La prova presuntiva della volontà di rimettere tacitamente la querela può desumersi solo quando nulla induca a dubitare del contrario (Cass., Sez. V Pen., 8 maggio 2019, n. 19731)

Nel caso portato all’esame della Corte di Cassazione, l’imputato chiedeva l’annullamento della sentenza di condanna per intervenuta remissione di querela.

A sostegno della richiesta l’imputato adduceva il fatto che il querelante non era comparso né all’udienza di apertura del dibattimento né a quella di discussione, sebbene il Giudice di Pace avesse disposto che, non comparendo, il comportamento della persona offesa sarebbe stato interpretato come tacita remissione di querela.

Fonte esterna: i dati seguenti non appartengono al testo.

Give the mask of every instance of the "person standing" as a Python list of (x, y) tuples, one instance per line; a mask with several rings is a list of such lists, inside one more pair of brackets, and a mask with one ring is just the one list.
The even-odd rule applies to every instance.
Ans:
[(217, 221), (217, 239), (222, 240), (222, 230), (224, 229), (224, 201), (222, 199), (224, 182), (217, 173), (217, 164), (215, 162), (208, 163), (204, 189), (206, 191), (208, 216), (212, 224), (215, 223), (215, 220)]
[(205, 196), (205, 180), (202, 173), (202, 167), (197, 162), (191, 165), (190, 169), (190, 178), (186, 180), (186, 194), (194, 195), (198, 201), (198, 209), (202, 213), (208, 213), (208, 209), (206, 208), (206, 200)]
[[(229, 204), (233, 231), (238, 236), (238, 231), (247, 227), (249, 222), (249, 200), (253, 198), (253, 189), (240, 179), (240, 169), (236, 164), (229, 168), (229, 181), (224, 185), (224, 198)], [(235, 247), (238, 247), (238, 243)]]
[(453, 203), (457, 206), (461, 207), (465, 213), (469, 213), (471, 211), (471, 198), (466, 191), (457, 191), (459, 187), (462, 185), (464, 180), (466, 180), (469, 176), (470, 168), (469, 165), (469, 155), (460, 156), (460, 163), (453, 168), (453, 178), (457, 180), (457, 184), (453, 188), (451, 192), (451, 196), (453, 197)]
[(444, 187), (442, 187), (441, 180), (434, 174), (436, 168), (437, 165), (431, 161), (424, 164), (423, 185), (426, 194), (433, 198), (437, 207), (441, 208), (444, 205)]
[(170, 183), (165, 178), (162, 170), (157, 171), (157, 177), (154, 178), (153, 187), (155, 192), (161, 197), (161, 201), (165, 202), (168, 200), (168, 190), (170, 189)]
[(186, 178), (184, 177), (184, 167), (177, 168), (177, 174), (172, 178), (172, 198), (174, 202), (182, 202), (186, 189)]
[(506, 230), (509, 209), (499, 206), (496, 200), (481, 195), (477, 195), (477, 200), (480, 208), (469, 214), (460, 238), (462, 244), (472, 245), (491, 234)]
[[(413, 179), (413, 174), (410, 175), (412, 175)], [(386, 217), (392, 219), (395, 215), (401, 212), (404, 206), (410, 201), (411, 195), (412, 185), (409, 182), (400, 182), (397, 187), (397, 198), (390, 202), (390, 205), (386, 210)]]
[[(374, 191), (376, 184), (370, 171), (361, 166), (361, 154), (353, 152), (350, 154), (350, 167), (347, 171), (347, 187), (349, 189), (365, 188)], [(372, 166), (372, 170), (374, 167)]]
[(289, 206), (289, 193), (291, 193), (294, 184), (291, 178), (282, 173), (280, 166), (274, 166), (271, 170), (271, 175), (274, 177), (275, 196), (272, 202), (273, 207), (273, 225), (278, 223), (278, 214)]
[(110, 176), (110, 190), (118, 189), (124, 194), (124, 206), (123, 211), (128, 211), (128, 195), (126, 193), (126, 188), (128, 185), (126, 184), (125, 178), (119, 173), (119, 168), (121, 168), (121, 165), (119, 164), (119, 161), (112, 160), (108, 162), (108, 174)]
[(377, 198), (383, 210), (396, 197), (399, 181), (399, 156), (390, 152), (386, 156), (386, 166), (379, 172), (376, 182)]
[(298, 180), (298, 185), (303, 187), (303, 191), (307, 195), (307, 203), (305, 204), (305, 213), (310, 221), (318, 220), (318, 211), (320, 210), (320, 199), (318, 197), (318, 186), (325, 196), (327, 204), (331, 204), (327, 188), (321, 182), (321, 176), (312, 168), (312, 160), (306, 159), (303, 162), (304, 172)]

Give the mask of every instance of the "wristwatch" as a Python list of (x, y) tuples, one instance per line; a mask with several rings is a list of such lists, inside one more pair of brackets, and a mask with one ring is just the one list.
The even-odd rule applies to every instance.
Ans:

La Cassazione dichiara il ricorso manifestamente infondato.

Premette la Corte che, è vero, secondo le Sezioni Unite (cfr. n.31668/2016) la mancata comparizione all’udienza dibattimentale della persona offesa integra remissione tacita della querela, se la stessa è stata previamente ed espressamente avvertita che l’eventuale assenza sarà interpretata come fatto incompatibile con la volontà di persistere nella querela.

Tuttavia, precisa la Corte, detta prova presuntiva può dirsi formata solo quando nulla induca a dubitare del fatto che l’inerzia della persona offesa sia il frutto di una scelta consapevole di disinteressarsi al processo.

Nel caso di specie, infatti, la persona offesa non solo si era presentata all’udienza dibattimentale per essere sottoposta ad esame, ma aveva altresì attestato davanti alla P.G. e con annotazione riportata nel libretto di cancelleria che, per il momento, non era intenzionata a rimettere la querela nei confronti dell’imputato.

Fatti, questi, ritenuti dalla Corte inconciliabili con una univoca volontà di disinteressarsi del processo e di rimettere tacitamente la querela.